I guess the name Object is not the most fortunate one. I was rather
thinking of something like "symbolic object", or maybe something that
is neither integer nor an array.
> >... For example if you have a class
> >like:
> >
> >class A {
> > int x;
> > A other_a;
> >}
> >
> >Then definitely (select some_a x) and (select some_a other_a) are
> >going to have different types. ...
>
> In the Simplify encoding used by ESC/Java, the select and store
> operators operate on fields. The value of "some_a.x" at a particular
> point in the execution of the target program is modeled by a Simplify
> expression like
>
> (select x some_a) // Note: NOT "(select some_a x)"
>
> where, intuitively "x" denotes a map from instances of "A" to integers
> and "some_a" denotes an instance of "A". Typically the names "x" and
> "some_a" would actually occur in inflected forms (e.g., "|x:1.27.13|").
> The inflections serve to distinguish different fields (or local variables,
> types, etc) of the same name declared in different places, and also to
> distinguish values of the same field (or variable, etc.) at different
> points in a program execution.
Ha! That makes perfect sense.
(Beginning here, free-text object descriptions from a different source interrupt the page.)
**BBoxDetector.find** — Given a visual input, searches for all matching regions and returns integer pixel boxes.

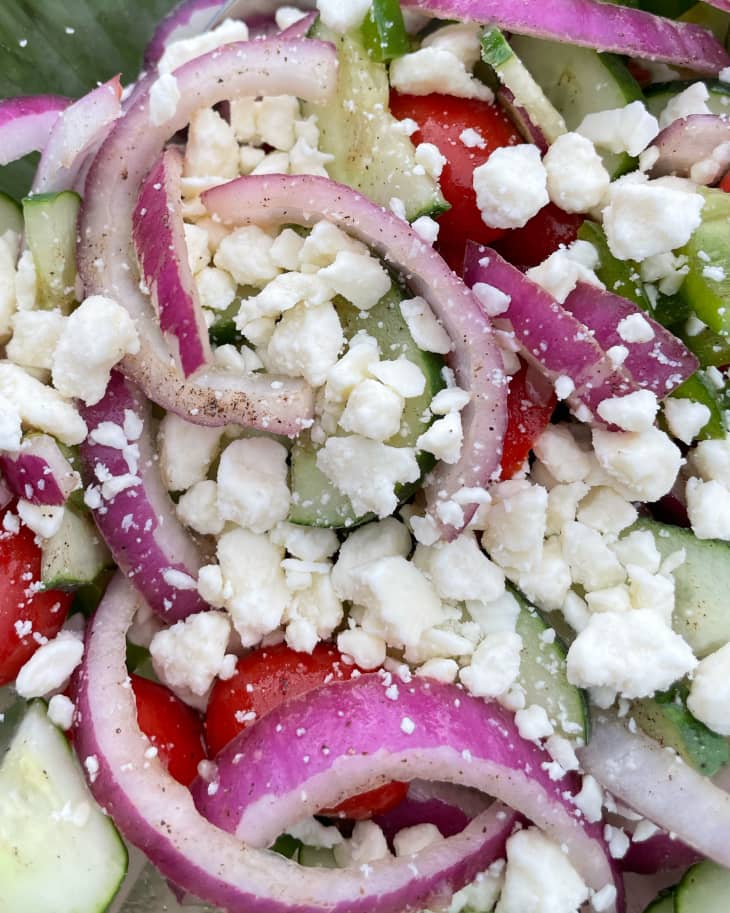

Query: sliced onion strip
[133,147,212,377]
[0,434,78,506]
[79,372,208,621]
[0,95,70,167]
[402,0,730,73]
[201,174,507,538]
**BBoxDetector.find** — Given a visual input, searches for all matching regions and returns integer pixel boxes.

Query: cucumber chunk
[509,36,642,178]
[302,22,447,221]
[0,191,23,237]
[676,861,730,913]
[643,888,676,913]
[22,190,80,313]
[298,845,338,868]
[513,588,590,743]
[669,372,727,441]
[360,0,410,63]
[41,507,113,591]
[289,285,444,528]
[0,701,127,913]
[629,518,730,658]
[632,682,730,776]
[577,221,652,311]
[481,28,567,144]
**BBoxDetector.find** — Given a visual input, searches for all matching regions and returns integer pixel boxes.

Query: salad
[2,0,730,911]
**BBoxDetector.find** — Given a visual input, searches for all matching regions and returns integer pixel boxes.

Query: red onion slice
[374,781,491,841]
[402,0,730,73]
[75,574,526,913]
[648,114,730,184]
[0,434,79,506]
[0,95,70,167]
[79,39,338,434]
[496,86,548,154]
[191,672,620,909]
[80,372,208,621]
[464,244,633,417]
[202,174,507,539]
[621,830,701,876]
[31,77,122,195]
[580,714,730,868]
[704,0,730,10]
[563,283,699,399]
[133,147,212,377]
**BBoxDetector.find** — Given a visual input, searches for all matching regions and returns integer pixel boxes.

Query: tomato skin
[720,170,730,193]
[388,92,522,272]
[205,643,407,819]
[131,674,207,786]
[491,202,584,272]
[0,509,74,686]
[500,362,556,480]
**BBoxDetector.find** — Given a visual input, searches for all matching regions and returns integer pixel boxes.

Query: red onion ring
[75,573,525,913]
[648,114,730,184]
[133,146,212,377]
[80,371,208,621]
[580,714,730,868]
[374,780,490,841]
[0,94,70,167]
[401,0,730,73]
[201,173,507,539]
[31,76,122,195]
[78,39,338,435]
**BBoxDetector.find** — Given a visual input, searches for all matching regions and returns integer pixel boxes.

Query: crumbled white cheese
[591,426,682,503]
[525,240,604,304]
[686,477,730,540]
[184,107,239,179]
[176,479,224,536]
[533,424,591,483]
[687,643,730,736]
[150,610,231,696]
[544,132,610,213]
[15,631,84,699]
[148,73,180,126]
[399,297,452,354]
[264,301,344,386]
[393,823,442,857]
[0,362,86,445]
[617,312,654,344]
[316,0,371,32]
[577,100,659,157]
[473,144,549,230]
[658,82,711,129]
[515,704,554,742]
[217,437,290,534]
[390,47,493,102]
[596,389,658,432]
[339,379,405,442]
[51,296,139,406]
[7,309,66,371]
[336,628,386,670]
[459,631,522,699]
[417,412,463,464]
[318,251,392,311]
[214,226,280,287]
[157,18,249,74]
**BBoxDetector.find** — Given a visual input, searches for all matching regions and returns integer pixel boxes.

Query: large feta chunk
[176,479,224,535]
[399,297,452,354]
[0,361,86,445]
[331,517,411,601]
[544,132,610,213]
[562,521,625,591]
[566,610,697,699]
[318,251,391,311]
[473,145,548,230]
[532,424,591,483]
[425,532,505,604]
[51,296,139,406]
[216,437,290,534]
[316,0,371,32]
[264,301,344,386]
[577,100,659,157]
[149,610,231,696]
[390,47,493,102]
[7,309,66,371]
[416,412,463,464]
[459,631,522,699]
[184,107,239,179]
[214,226,280,288]
[596,389,658,432]
[592,426,682,502]
[339,379,405,442]
[687,643,730,736]
[158,414,222,491]
[158,18,249,73]
[482,481,548,573]
[316,436,420,518]
[686,477,730,540]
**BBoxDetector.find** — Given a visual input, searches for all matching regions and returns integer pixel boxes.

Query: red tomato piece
[205,642,407,819]
[720,169,730,193]
[388,92,522,272]
[0,508,74,686]
[131,673,207,786]
[500,361,556,480]
[491,202,584,272]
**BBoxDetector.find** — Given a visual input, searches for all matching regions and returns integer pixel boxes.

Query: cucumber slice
[679,216,730,338]
[676,861,730,913]
[631,684,730,776]
[481,28,567,144]
[0,701,127,913]
[577,221,652,311]
[509,35,643,178]
[678,324,730,368]
[645,80,730,120]
[360,0,410,63]
[643,888,676,913]
[298,845,338,868]
[289,285,444,528]
[0,191,23,237]
[629,518,730,658]
[41,507,112,591]
[513,587,590,743]
[302,22,447,221]
[669,372,727,441]
[22,191,80,313]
I should have noticed it myself, it
seems I'm just being flawed by OO thinking, while here we're is the
true, functional, pure world, where a field a just a map from objects
to values instead of some attribute.
> To see why we use fields rather than objects as the first argument to
> "select", consider the following code fragment:
[...]
OK, that makes perfect sense.
You needed some representation of the heap, where particular objects
are not structural, but just point to it, therefore you decided to
have a "separate heap" for each field (which makes sense, assuming
Java type safety, where you cannot mix up memory used by different
fields).
> There are many more details to how ESC/Java generates verification
> conditions than I can go into here (or remember!), but to get some
> idea of how it models assumptions about type-correctness (given
> Simplify's lack of typing), you might look at how the functions "is"
> and "asField" are used in the Simplify input (.sx) files it produces.
Thanks, I definitely will.
Also thanks for the design notes link!